Retail Ready: Enhance Your Branding, Fundraising With Nonprofit Merchandising
Working with partners
Once you put a plan in place and your team has bought in, the next step is working with the right partners. This is true for any retail business, but it’s especially critical for nonprofit organizations that rely on the generosity of donors.
Working with suppliers, consultants or other vendors that see their reputations sputter due to improper practices could mean a public- relations nightmare for your nonprofit. That’s why every nonprofit must be diligent in its vetting of partners.
The Salvation Army has an internal evaluation process for any partners and opportunities it considers taking on, and part of that process is seeking out partners that share its vision, core values and desire to make a positive impact on the world, Stutts explained. That’s something every organization must do—and something the Smithsonian takes seriously.
“Protection of the Smithsonian brand is first and foremost,” said LeBlanc. “Make sure you’re always protecting the brand. Due diligence is to research them and look into whether or not there are any practices that would be inconsistent with the mission.”

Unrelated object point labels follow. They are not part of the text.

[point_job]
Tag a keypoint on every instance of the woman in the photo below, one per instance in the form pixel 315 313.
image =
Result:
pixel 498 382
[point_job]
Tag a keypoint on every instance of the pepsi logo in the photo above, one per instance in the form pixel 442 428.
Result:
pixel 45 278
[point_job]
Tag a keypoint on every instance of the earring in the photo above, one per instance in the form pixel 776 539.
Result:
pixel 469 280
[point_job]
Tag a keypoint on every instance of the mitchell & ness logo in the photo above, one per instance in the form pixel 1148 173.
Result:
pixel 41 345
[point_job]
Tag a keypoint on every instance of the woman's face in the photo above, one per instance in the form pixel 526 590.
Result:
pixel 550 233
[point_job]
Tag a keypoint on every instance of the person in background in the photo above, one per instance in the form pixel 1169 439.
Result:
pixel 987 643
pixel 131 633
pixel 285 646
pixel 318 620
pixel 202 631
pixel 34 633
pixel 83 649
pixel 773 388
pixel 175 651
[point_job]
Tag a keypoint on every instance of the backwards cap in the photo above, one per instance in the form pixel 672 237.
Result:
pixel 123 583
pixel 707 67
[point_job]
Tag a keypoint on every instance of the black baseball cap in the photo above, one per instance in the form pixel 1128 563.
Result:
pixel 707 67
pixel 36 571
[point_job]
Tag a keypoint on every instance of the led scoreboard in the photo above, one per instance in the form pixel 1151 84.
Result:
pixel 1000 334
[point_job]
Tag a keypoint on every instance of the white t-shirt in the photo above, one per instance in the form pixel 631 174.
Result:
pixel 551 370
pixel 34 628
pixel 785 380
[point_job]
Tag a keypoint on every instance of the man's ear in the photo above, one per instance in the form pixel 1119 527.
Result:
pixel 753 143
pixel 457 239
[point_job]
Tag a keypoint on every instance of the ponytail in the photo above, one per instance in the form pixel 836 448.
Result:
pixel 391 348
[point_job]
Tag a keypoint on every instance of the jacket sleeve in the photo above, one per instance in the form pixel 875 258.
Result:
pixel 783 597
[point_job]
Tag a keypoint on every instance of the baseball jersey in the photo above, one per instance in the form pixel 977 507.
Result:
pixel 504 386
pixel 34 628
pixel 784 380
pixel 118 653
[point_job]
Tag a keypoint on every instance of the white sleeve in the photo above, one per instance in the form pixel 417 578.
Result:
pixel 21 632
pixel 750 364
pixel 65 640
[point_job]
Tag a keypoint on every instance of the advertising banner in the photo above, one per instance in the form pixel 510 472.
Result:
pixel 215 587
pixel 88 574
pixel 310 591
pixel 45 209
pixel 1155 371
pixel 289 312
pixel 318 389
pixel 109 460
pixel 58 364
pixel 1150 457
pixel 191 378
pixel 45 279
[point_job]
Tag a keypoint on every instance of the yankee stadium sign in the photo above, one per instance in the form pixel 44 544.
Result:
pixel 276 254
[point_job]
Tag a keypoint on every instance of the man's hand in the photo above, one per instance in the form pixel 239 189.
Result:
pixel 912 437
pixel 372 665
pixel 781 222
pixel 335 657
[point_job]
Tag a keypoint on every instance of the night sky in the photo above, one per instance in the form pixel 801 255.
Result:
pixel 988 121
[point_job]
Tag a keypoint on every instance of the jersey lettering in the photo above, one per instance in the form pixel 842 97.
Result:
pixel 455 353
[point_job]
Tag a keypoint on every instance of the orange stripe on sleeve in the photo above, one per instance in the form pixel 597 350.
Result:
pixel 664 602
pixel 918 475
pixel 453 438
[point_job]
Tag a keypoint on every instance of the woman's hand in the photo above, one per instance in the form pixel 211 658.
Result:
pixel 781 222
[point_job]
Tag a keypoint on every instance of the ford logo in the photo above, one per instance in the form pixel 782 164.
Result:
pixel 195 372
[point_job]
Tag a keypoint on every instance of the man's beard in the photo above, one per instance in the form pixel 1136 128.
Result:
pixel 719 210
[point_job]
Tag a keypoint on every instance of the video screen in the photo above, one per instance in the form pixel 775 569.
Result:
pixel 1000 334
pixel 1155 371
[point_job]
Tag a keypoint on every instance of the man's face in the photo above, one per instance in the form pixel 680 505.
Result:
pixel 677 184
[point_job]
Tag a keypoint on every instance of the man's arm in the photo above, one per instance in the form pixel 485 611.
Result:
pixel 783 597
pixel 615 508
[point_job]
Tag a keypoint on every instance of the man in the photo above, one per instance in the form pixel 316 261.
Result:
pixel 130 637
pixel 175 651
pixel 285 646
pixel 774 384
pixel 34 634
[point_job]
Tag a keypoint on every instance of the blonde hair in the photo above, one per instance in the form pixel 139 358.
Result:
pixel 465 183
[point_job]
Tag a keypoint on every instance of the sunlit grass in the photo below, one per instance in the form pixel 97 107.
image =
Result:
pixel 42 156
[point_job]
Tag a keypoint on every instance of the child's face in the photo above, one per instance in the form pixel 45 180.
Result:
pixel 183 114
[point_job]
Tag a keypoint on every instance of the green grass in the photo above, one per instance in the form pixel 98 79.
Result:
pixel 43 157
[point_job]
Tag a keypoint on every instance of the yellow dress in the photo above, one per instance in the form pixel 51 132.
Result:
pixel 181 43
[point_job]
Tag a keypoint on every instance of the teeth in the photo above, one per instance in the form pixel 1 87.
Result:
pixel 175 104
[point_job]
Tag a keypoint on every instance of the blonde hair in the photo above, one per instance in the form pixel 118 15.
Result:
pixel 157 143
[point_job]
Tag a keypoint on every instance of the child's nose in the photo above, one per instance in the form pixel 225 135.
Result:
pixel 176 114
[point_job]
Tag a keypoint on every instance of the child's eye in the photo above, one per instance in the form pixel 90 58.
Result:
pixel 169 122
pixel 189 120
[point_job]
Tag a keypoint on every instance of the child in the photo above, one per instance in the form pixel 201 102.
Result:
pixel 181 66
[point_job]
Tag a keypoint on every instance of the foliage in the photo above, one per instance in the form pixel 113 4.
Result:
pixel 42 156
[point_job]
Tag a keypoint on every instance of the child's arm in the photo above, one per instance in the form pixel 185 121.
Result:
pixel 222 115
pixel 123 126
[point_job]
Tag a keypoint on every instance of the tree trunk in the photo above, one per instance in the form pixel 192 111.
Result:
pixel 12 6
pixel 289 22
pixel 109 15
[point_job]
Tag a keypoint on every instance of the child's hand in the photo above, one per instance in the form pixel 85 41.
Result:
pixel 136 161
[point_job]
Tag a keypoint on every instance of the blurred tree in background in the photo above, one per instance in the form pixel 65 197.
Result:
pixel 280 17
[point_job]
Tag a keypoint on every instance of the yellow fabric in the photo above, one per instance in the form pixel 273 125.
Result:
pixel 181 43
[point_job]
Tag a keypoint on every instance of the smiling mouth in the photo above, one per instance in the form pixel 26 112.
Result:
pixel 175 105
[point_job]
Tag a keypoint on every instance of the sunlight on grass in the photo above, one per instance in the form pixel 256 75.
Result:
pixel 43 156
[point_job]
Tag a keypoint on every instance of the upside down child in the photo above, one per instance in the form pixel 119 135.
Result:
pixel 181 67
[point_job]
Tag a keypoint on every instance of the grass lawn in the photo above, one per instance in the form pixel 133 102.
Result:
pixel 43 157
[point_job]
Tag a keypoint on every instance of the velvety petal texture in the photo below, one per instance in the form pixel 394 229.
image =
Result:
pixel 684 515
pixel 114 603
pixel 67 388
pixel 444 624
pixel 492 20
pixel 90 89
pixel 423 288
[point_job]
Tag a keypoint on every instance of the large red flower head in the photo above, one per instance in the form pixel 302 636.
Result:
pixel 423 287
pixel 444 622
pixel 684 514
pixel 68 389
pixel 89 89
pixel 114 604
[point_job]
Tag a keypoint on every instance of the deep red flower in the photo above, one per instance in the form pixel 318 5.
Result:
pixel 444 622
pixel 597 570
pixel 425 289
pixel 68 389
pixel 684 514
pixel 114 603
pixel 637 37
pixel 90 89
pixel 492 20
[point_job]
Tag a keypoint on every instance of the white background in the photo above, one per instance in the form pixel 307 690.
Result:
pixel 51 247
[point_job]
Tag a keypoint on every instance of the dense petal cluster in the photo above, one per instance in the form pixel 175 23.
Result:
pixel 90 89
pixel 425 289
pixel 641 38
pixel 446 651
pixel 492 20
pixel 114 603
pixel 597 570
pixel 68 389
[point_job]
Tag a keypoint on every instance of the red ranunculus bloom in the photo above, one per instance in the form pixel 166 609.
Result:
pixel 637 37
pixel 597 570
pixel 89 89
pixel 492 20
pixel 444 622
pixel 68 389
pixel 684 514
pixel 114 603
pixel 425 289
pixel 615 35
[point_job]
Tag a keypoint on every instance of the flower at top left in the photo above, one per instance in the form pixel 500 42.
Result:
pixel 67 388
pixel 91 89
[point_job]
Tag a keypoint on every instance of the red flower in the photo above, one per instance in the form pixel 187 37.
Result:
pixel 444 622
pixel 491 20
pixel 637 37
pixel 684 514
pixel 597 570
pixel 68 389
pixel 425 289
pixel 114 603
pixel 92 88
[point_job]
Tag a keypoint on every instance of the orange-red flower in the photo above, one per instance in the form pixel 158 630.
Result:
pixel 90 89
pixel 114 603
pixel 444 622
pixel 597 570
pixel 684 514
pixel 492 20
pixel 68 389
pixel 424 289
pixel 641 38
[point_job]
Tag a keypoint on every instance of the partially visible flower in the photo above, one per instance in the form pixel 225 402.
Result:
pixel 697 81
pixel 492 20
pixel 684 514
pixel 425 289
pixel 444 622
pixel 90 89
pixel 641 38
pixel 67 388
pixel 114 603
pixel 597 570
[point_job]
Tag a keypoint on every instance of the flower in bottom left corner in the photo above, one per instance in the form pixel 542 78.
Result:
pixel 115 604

In addition, there are more specific, retail-centric principles nonprofits must look for. Howell suggested looking for people in the business who have a reputation for quality and the ability to consistently deliver your needs at a fair price. In addition, use references in the marketplace, and test out a campaign with a provider.
On the licensing side, the Smithsonian looks for partners who can develop products on its behalf and sell those products to retailers, so it focuses on partners that have a track record of developing and distributing products.
And as with anything in the business or nonprofit world, the right partnerships are mutually beneficial. As LeBlanc noted: “If only one side is winning, it can’t be successful.”
That means building a relationship over time and working to make sure both parties make a fair profit, Howell said.
“To approach it in a different way is not very good business sense,” he added. “To continue to change vendors for a lower price is not something we’d chase.”
Building and maintaining these relationships takes work, of course—work that can catch many nonprofits off-guard. The number of man hours it takes to manage these relationships is significant. “People sometimes underestimate the time and resources needed to appropriately manage relationships so they reflect the brand and message of the organization,” LeBlanc explained. “They look at the dollar amount, but are not really factoring in the time.” That’s something every organization should note.
Of course, relationships can always change—and your partners may not operate the same way in the future as they did when you started with them. That’s why the Smithsonian builds clauses into its vendor contracts that allow it to exit the relationship if it feels its brand could be harmed. It’s also why the Smithsonian spends a lot of time selecting the right partners, and talking to multiple people and divisions across the organization, including the legal team, public affairs and museum staff. “It’s an ongoing challenge,” said Howell. “You have to be diligent on a regular basis. You can’t let it go. You must look at it constantly to make sure your partners are not shifting their manufacturing practices.”